Time has refined my views.

*cracks knuckles*

- Low-density belt of vulcanoid asteroids below the orbit of Moho

- Eve:

- Inclination reduced to make an easier early-game interplanetary target

- Hotter and generally more angry atmosphere on Eve

- Eve not violently purple (I regret this to this day)

- Perpetual clouds and heavy haze, thunder ambiance, flashes of lightning and a surface dark enough to require lights to see properly (except when the lightning is going of course)

- Kerbin:

- Small amounts of eccentricity and inclination

- Mun:

- More realistic crater distribution in both size and location (very uniform, as it stands)

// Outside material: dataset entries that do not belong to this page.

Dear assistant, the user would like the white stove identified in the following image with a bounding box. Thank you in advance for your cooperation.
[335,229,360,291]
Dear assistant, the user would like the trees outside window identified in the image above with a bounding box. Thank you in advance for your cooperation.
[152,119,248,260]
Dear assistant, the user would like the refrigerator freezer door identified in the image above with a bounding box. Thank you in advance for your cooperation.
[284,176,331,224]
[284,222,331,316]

- Tycho crater ripoff with properly shaped solid-black monolith

- Duna:

- More, flatter lowlands, more obvious ancient water-carved features

- More irregular ice caps with super cool features

- An additional asteroidal moon, far beyond Ike, if the systems allowed it it would have irregular rotation like Pluto's small moons are expected to (due to the odd dynamics of a binary planet system)

- Ike:

- Return of the magic boulder

- Craters and a more moon-like heightmap

- Asteroids discoverable in the actual asteroid belt, along with a significant quantify of larger asteroids

- Jool:

- Re-arrangement of major moons to be more widely spaced and similar to Saturn's layout of moons

- 150% its original size, with enlarged moon orbits as well

- Not so green (as with Eve, I still regret such an intense color), perhaps green bands instead, which when sampled yield algae...

- Oblateness similar to that of Saturn's or Jupiter's (requires reworking of how atmospheres are handled)

- Uncomfortable quantities of minor moons

- Laythe:

- Smaller, Duna sized

- Mostly cloud covered

- Scattered with active volcanoes

- No ice caps (hot greenhouse atmosphere would destroy them easily)

- Faint torus of gas along its orbit from escaping atmosphere (not enough to affect ships, but enough to catch the light, see Saturn's E ring [although you could of course get crazy with it and make it enough to change your orbit using aerodynamic surfaces... paging Larry Niven])

- Vall:

- Smaller, Mun sized

- Scratchy surface like that of Europa/Eeloo

- Tylo:

- Smaller, slightly below Duna sized

- Two-thirds-gee surface gravity (High for a body of that size, so perhaps a dense iron core surrounded by ices; a body from the inner solar system that was ejected and then captured by Jool)

- Ice geysers + resulting atmosphere

- Second faint gas torus

- New Planet: Mez

- Super-Kerbin with rapid rotation period, somewhat lens-shaped as a result (as later calculations of the properties of good old planet Mesklin suggested)

- Thick atmosphere

- Gravity at poles approaches 10-20g, gravity at equator only ~0.05g

- Scale height of atmosphere varies accordingly, and grows very diffuse and stretched around the equator

- ... which is annoyingly impossible with current systems unless the atmosphere can be rejiggered to work with non-spherical bodies (Dear ferram...)

- Eeloo:

- Surface like our new best friend Pluto with neat flowy stuff and everything

- Small blob of a moon

- Extra bodies with analogues of most real-world dwarf planets (especially Sedna)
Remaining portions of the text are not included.